Yasmina Khadra qui vient de publier La dernière nuit du Rais, Julliard, 2015, joue lui aussi brillamment avec la langue française – « Il y a quelque chose de surprenant dans le style de Khadra, de parfois presque troublant. C’est l’usage de certains mots, assez souvent des verbes ou des adjectifs, auxquels l’auteur donne un sens métaphorique qui aboutit à une sorte d’écart sémantique, un brouillage, dont la mise au point, possible grâce au contexte, laisse une part définitive à la dérive du sens, conférant à la phrase, puis au texte, une musicalité particulière, disons, en ayant conscience de la pauvreté de notre vocabulaire, inattendue » (site internet de l’auteur) – à travers une œuvre extrêmement importante saluée dans le monde entier et très centrée sur les conflits, en particulier en Algérie dont il est originaire. En effet, Yasmina Khadra est le pseudonyme de Mohammed Moulessehoul, fils d’un officier de l’ALN. Ce changement de nom était destiné à échapper au Comité de censure militaire, à la fois pour faire paraître des romans, mais aussi donner des chroniques à des journaux algériens et étrangers.

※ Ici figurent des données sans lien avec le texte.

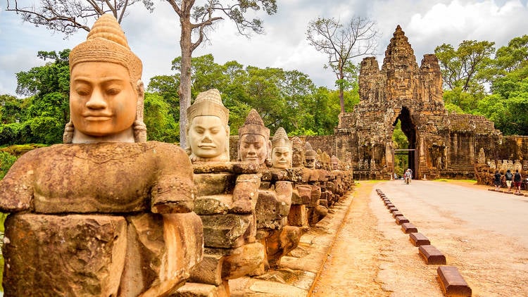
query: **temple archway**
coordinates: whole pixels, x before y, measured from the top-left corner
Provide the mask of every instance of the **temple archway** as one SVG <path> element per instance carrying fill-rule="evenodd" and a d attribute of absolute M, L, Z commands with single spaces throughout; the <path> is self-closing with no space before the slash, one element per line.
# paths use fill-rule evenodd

Morituri, publié en France en 1997, le révèle au public ; il opte définitivement pour le nom Yasmina Khadra en hommage à son épouse, révélant ainsi un engagement indéfectible pour l’émancipation de la femme dans le monde musulman.
L’œuvre est considérable ; à de nombreux romans traduits dans de multiples pays, dont certains ont été adaptés au cinéma comme L’attentat, paru chez Julliard en 2005, et Ce que le jour doit à la nuit, paru en 2008, s’ajoutent des essais, des articles ainsi que de nombreux entretiens. On citera en particulier les entretiens réalisés par Patrice Martin et Christophe Drevet, La langue française vue de la Méditerranée (collection Zellige, 2009), retranscription de paroles enregistrées lors de l’émission « La langue française vue d’ailleurs » diffusée sur les ondes de MEDI 1 à Tanger, dans laquelle une quarantaine d’écrivains francophones du bassin méditerranéen se livrent, évoquant leur choix d’écrire en français et non dans leur langue maternelle.
Lors de cet apéro-rencontre, Yasmina Khadra a rappelé combien « [il entretenait] des liens charnels avec la langue française, une langue qui m’a adopté, une langue d’intégrité qui m’arme et qui propose un support à mes thèmes ». Cet auteur, l’un des plus importants dans le monde francophone, rappelle qu’il voulut devenir poète en arabe mais qu’on l’en dissuada et qu’il s’en dissuada lui-même… Il se souvient aussi de son amour pour la littérature française : « J’ai commencé par Gogol et j’ai aimé et même adoré Kessel et Giono ; Regain est pour moi le chef d’œuvre des chef d’œuvres ». Toutefois il estime que « la littérature ne doit pas forcément avoir une identité » et il ajoute « la francophonie cela peut être un titre réducteur, je préfère parler de langue française d’autant que la francophonie est une institution qui m’a marginalisé… On n’a pas à compartimenter les écrivains ». Yasmina Khadra rejoint sur ce point Alain Mabankou. Cet auteur au destin atypique, figure clé de la littérature africaine contemporaine en langue française, a probablement influencé un certain nombre d’acteurs des printemps arabes. C’est ce que montre Samir Patrice El Maarouf dans Les Prémices littéraires des révolutions arabes : Yasmina Khadra, Assia Djebar, Abdellah Taia, L’Harmattan, 2014.